It started with the belief that we perceive the world as a collection of things-mostly static, isolated objects that interact but remain separate. Being is the core of that ontology. I believe that science joins faith to demonstrate that this perception is a distortion.
The core of reality is not being (which is an intellectual abstraction) but becoming, which is the key characteristic of all, including God. The universe is a welter of endless change, as we and all around us reach the present as the result of the choices we have made, the “choices” creation has made, and the God-infused lure toward innovation, creativity, and righteousness that is always inviting us toward goodness. Process thinker Charles Hartshorne referred to that not as “ontology” but as “hyathology,” from God’s dynamic name revealed to Moshe: I am becoming what I am becoming (ehyeh asher ehyeh).
I believe that God, in choosing to create, created us really. That means that our independence is not illusory or ephemeral. We, along with all creation, have real agency; and the choices we make are truly untrammeled, unprogrammed, and unforeseen by God. God is vulnerable to surprise and disappointment, just as we are. The universe unfolds according to inner logic; the laws of physics operate and God cannot/does not suspend them based on moral standards. As Rabbi Harold Kushner says, asking the universe to treat you better because you are moral is like expecting the bull not to charge because you are a vegetarian. I believe that God did irrevocable tzimtzum (withdrawal), creating the reality of our own autonomy and agency along with all creation.
I believe that people misunderstand the nature of divine “power” as coercive, as omnipotence, which I regard as a philosophical mistake, a religious disaster, and a source of emotional and ethical torment. Thinking of God as having all the power leaves us rightly feeling betrayed and abandoned (“was I not good enough for God to intervene?”). It leaves theologians in the positions of Job’s friends – discounting our core ethical knowledge in an attempt to defend the indefensible. We do know good and evil: God infuses us with that awareness. And someone dying young, someone struggling with special needs, illness, or poverty is indefensible, especially if God is omnipotent. Hiding behind “it’s a mystery,” or “we can’t understand,” or “it’s all for the best” is, in my opinion, worse than unsatisfying, because it requires either blaming the victim or denying our ethical compass.
I don’t think we have to abandon a conviction of a loving God. But I invite us to grow past an almighty one. If God has truly ceded to creation the ability to make choices, then God didn’t kill the innocent, didn’t allocate disability, didn’t impose poverty. Looking for God in special effects causes us to mistake theater or science fiction for life. God is found not in the suspension of nature’s laws, but in the intrusion of novelty and surprise from within fixed law, in the abiding nature of hope, and in the transforming power of love (a power that is persuasive, not coercive).

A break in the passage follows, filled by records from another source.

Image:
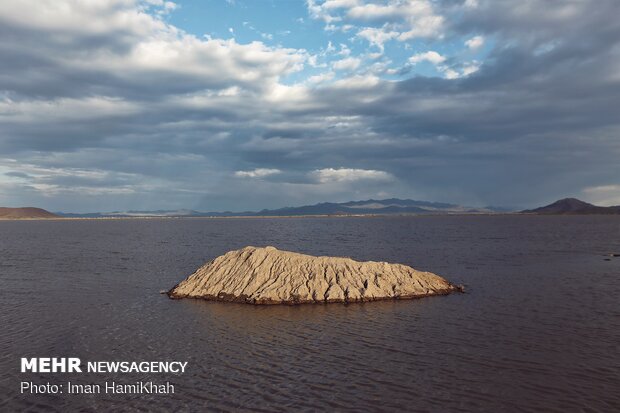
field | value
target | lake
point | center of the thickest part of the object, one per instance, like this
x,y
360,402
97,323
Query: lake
x,y
538,328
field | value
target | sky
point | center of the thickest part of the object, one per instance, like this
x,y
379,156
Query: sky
x,y
242,105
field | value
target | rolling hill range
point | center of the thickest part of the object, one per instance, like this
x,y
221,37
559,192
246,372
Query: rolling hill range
x,y
573,206
391,206
25,213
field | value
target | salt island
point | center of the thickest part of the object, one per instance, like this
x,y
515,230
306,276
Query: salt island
x,y
271,276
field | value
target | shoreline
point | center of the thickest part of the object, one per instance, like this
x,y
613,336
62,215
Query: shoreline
x,y
122,218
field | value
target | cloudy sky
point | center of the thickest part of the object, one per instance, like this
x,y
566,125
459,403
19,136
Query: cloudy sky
x,y
239,104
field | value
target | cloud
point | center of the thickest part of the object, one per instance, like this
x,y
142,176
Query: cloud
x,y
349,63
605,195
257,173
328,175
475,42
430,56
377,36
409,19
130,112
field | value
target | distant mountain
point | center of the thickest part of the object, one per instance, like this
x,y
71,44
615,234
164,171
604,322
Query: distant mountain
x,y
573,206
25,213
391,206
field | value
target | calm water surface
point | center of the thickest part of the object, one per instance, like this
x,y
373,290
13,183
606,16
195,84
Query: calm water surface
x,y
538,329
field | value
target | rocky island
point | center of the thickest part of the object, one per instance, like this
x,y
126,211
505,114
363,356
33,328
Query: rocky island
x,y
270,276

When my beloved student was struggling with what became a terminal illness, I saw God being very busy throughout his struggle – in moments of laughter and song, in the strength of the relating that bound us all as a community and kept my student feeling connected through his very last minutes, in the determination to be there with and for his family throughout and beyond the ordeal. I never expected God to guarantee an outcome or suspend the natural. I did expect to find God in the steady constant lure toward good choices and responsibility. And that God did not disappoint.
One last thought: if God is the ultimate exemplar of process, of the focus on becoming rather than being, then God absorbs and is affected by all that happens, by all our choices, by the ways that nature proceeds. Our sorrows are not lost – they permanently become part of the divine. Our joys and our lives are not forgotten, they are eternally and objectively real in the divine mind. In that way, I can affirm that my student’s life is not ended, although he is no longer visible to our eyes. He, too, is a process, and the process never ends.
In the face of loss and grief, I offer the affirmation that our love and prayers and heart connect us to each other and to creation – that feeling the beauty around us, smelling its scents, touching the earth and sky, connecting to others, working for justice, these are encounters with all and the All, and they offer the relationship and connection that is life’s true consolation.